The direct effect of SO₂ production by yeast on O. oeni survival and MLF progress was assessed through a series of co-inoculation fermentation trials. Although most interactions between bacteria and high-SO2-producing yeast were unsurprisingly negative, one high- SO₂-producing yeast was identified that supported maintenance of bacterial viability and efficient MLF progress. This exception to the common observation revealed acetaldehyde as a key metabolite supporting a robust relationship between yeast and bacteria. The yeast strain produced a vast transient excess of this acetaldehyde that appeared to quench the detrimental effects of SO2 for long enough that the bacterium could survive. The work was important for two reasons; firstly, it demonstrated that O. oeni could become acclimatised to high total SO₂ concentrations and, secondly, that O. oeni is more than likely exquisitely sensitive to molecular SO₂.

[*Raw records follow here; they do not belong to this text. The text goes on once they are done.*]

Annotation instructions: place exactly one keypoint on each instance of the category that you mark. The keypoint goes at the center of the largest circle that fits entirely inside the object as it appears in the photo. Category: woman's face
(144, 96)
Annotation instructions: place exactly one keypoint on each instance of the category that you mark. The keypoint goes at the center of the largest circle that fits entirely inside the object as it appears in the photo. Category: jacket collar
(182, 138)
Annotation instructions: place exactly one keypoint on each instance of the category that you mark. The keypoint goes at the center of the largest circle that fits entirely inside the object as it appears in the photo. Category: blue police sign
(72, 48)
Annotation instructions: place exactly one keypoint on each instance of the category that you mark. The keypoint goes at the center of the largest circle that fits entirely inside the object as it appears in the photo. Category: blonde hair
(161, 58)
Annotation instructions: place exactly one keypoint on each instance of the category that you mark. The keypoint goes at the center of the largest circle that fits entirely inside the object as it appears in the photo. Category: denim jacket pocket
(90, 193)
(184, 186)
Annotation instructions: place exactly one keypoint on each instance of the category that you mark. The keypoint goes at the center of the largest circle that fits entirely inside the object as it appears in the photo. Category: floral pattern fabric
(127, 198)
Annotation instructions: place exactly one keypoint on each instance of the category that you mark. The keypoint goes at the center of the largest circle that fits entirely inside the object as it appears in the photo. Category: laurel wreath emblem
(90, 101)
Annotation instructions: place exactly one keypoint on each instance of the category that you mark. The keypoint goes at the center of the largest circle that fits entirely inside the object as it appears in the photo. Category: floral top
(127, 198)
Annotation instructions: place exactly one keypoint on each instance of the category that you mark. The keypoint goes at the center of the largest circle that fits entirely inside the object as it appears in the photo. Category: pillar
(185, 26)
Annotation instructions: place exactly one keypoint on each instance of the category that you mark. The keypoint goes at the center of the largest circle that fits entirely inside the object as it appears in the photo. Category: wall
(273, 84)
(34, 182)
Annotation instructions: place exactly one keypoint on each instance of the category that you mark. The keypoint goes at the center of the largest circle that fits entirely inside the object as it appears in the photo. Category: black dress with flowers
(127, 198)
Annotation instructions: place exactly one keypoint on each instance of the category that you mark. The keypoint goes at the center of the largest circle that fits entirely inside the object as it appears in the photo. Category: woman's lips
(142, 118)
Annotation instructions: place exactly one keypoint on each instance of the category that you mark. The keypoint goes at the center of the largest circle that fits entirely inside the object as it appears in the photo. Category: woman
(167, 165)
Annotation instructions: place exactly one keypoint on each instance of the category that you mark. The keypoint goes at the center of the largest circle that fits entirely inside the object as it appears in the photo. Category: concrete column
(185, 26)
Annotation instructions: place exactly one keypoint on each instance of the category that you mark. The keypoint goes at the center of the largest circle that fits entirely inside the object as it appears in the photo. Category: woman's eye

An investigation was undertaken of the transcriptional changes associated with SO₂ stress in O. oeni. This work showed that major transcriptional changes occurred following exposure to 5 mg/L SO₂ and indicated that this compound primarily interacts with intracellular proteins, DNA and the cell envelope of O. oeni. Overall, O. oeni had the ability to counteract mild SO₂ stress through direct cellular responses. However, exposure to greater SO₂ stress caused irreparable damage. The bacterium was found to lack components that could actively and specifically counteract SO2, such as those found in many yeasts.